Process

Pool

Pool is the most common way to in using multiprocessing. Here is a example:

from multiprocessing import Pool

def f(x):
    return x*x

if __name__ == '__main__':
    with Pool(5) as p:
        print(p.map(f, [1, 2, 3]))

There are several things worth to mention:

  • Pool() return a context manager. This is the most usual way to use Pool. __enter__() return a Pool object and __exit__() calls terminate() method.

  • Pool() uses a method map to achieve multiprocessing map.

  • You need use if __name__ == '__main__': to protect you main multiprocessings logic. There are more details about this later.

Process

Process is the raw approach to spawn a process.

from multiprocessing import Process

def f(name):
    print('hello', name)

if __name__ == '__main__':
    p = Process(target=f, args=('bob',))
    p.start()
    p.join()

Clearly, you need use start() to start a process and join() make process in which join() get called wait caller finish, e.g. main process need to wait p finish here.

join() and daemon

If in your main process, you call:

p.join() make main process wait p finished. p.daemon = True: if main process is closed, also go to close daemoned subprocess p.

Why if __name__ == ‘__main__’:

Python multiprocessing supports two basic ways to start a process: spawn and fork. Their relationship is sample:

spawn = fork + execve

fork:

  • The child process, when it begins, is effectively identical to the parent process.

  • All resources of the parent are independent and identical in child process.

spawn:

  • Basically, it’s rerun code including import module at start of each child process

  • run execve(path) which construct a new process based on path. path is copied pickable process.

  • So spawn method need lots of things pickable.

  • import module at start of each child process, including __main__ module since you need function f in your new process. That’s the main reason why you need if __name__ == '__main__': to prevent resursive.

  • Therefore, child process DON’T gets variables defined in name == main block

  • Extra execve call make this operation heavy.

Note

int execve(const char *pathname, char *const argv[], char *const envp[])
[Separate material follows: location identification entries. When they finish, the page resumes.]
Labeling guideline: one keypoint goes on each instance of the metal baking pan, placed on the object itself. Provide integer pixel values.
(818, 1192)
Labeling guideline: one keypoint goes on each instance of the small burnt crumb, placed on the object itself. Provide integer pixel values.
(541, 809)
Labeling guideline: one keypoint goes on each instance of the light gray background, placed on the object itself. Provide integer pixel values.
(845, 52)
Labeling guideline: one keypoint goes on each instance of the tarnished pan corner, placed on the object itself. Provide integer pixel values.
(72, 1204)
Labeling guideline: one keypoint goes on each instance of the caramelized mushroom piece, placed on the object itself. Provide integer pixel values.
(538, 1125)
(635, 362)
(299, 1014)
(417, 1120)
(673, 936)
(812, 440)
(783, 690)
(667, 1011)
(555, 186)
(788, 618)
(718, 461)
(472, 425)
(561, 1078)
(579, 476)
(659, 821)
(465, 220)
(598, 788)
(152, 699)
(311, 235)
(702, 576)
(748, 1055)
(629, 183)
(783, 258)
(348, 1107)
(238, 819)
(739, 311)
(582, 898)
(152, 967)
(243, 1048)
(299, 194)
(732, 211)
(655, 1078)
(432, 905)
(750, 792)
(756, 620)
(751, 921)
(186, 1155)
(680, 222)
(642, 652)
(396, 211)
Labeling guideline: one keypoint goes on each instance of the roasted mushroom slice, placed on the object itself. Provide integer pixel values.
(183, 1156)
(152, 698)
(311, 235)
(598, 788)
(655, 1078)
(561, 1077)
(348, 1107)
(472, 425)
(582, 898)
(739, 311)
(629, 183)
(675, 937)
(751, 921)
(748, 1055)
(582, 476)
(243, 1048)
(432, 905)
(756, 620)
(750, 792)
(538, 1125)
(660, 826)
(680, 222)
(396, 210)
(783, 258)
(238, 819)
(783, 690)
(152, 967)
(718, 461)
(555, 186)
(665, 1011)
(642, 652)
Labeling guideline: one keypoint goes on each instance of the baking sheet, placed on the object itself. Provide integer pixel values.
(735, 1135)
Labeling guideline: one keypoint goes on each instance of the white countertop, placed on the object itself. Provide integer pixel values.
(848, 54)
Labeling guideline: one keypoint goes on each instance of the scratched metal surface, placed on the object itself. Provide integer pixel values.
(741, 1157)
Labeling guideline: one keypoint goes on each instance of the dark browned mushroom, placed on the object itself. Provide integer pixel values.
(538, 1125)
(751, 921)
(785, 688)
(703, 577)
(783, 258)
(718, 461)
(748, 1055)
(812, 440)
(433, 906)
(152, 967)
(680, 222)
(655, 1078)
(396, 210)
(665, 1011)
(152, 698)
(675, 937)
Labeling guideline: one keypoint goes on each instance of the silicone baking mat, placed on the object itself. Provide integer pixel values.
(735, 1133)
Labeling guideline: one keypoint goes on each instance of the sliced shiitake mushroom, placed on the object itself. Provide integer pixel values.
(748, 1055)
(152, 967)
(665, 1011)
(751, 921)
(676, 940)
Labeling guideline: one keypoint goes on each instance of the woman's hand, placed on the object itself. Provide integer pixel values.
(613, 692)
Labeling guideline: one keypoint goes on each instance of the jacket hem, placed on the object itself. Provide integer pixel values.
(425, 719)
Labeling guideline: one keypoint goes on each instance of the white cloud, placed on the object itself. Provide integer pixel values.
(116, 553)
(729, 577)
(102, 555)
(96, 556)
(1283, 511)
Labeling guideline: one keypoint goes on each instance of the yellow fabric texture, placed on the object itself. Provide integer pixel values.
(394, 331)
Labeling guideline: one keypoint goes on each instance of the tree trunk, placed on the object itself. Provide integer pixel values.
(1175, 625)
execve() executes the program referred to by pathname. This causes the program that is currently being run by the calling process to be replaced with a new program, with newly initialized stack, heap, and (initialized and uninitialized) data segments.

Caution

Neither method copies running threads into the child processes. So multithreaded process isn’t friendly.

Process Communication

Queue

from multiprocessing import Process, Queue

def f(q):
    q.put([42, None, 'hello'])

if __name__ == '__main__':
    q = Queue()
    p = Process(target=f, args=(q,))
    p.start()
    print(q.get())    # prints "[42, None, 'hello']"
    p.join()

Pipe

out, in = Pipe()

You could think out and in as two physical location in memory. You build a bridge between them. So if there is a copy out_cp and in_cp, you still could use in.send() and get by out_cp.rec().

Here is a example:

from multiprocessing import Process, Pipe
import time

def reader_proc(pipe):
    ## Read from the pipe; this will be spawned as a separate Process
    p_output, p_input = pipe
    p_input.close()    # We are only reading
    while True:
        msg = p_output.recv()    # Read from the output pipe and do nothing
        if msg=='DONE':
            break

def writer(count, p_input):
    for ii in range(0, count):
        p_input.send(ii)             # Write 'count' numbers into the input pipe
    p_input.send('DONE')

if __name__=='__main__':
    for count in [10**4, 10**5, 10**6]:
        # Pipes are unidirectional with two endpoints:  p_input ------> p_output
        p_output, p_input = Pipe()  # writer() writes to p_input from _this_ process
        reader_p = Process(target=reader_proc, args=((p_output, p_input),))
        reader_p.daemon = True
        reader_p.start()     # Launch the reader process

        p_output.close()       # We no longer need this part of the Pipe()
        _start = time.time()
        writer(count, p_input) # Send a lot of stuff to reader_proc()
        p_input.close()
        reader_p.join()
        print("Sending {0} numbers to Pipe() took {1} seconds".format(count,
            (time.time() - _start)))

In this example, we put pipe as args while construct Process. You may notice p_output is closed by main process but in reader_proc, p_output.recv() is called. If we print the id of those two p_output, you will find they are different. However, p_input in writer still could send to a copied p_output. Put pipe as args of Process will make subprocess have a builtin communication bridge. It’s pretty common to see pipe or one end appearing in args of Process. The object sent must be picklable. Very large pickles (approximately 32 MiB+, though it depends on the OS) may raise a ValueError exception.

Synchronization

By Lock

from multiprocessing import Process, Lock
from time import sleep

def f(l, i):
    l.acquire()
    try:
        print('hello world', i)
        sleep(3)
    finally:
        l.release()

if __name__ == '__main__':
    lock = Lock()

    for num in range(3):
        p = Process(target=f, args=(lock, num))
        p.start()
        p.join()

This example basically is a serial running one by one. p.join() make main process with p finish``.